Whether your code is good or not is independent of tests. Tests give you the ability to know if your code is crap or not... sometimes. What tests really give you (if they are not total garbage in themselves) is the confidence that you can change your code without significantly affecting the behaviours the tests are testing.
So, if your tests of
Stack ensure that:
Stack.pushputs the element at the top
Stack.popgets the top element
- Your stack can hold as many elements as your requirement defines (may be infinite)

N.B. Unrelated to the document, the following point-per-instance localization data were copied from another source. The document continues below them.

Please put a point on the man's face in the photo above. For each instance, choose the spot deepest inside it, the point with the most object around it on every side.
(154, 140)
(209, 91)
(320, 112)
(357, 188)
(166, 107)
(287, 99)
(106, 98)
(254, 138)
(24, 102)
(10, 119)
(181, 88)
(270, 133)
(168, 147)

Then what you implemented is a stack. Period. It works. It's fine. It may be inefficient, it may be
ugly, who knows, but tests are not going to give you good taste. All they are going to do is ensure
Stack is, indeed, a stack, and behaves like a stack, and that when you stick your mittens in it
and change things inside it it stays a stack.
Yet, your coverage is 80%.
Should you add more tests?
You should delete 20% of your code.
Since code is a liability and the asset is the code's behaviour, then that's what the first D in TDD is for.
Test Driven Development.
Use the tests to define the behaviour you want. Then add code to implement that behaviour.
Don't chase useless stats like coverage.
If coverage is not 100%, consider your tests.
Is there behaviour you want that is not represented as a scenario in a test?
If yes: then add tests.
If not: remove code.
And using "coverage is low" as an opportunity to delete code instead of adding tests is something a lot of developers miss.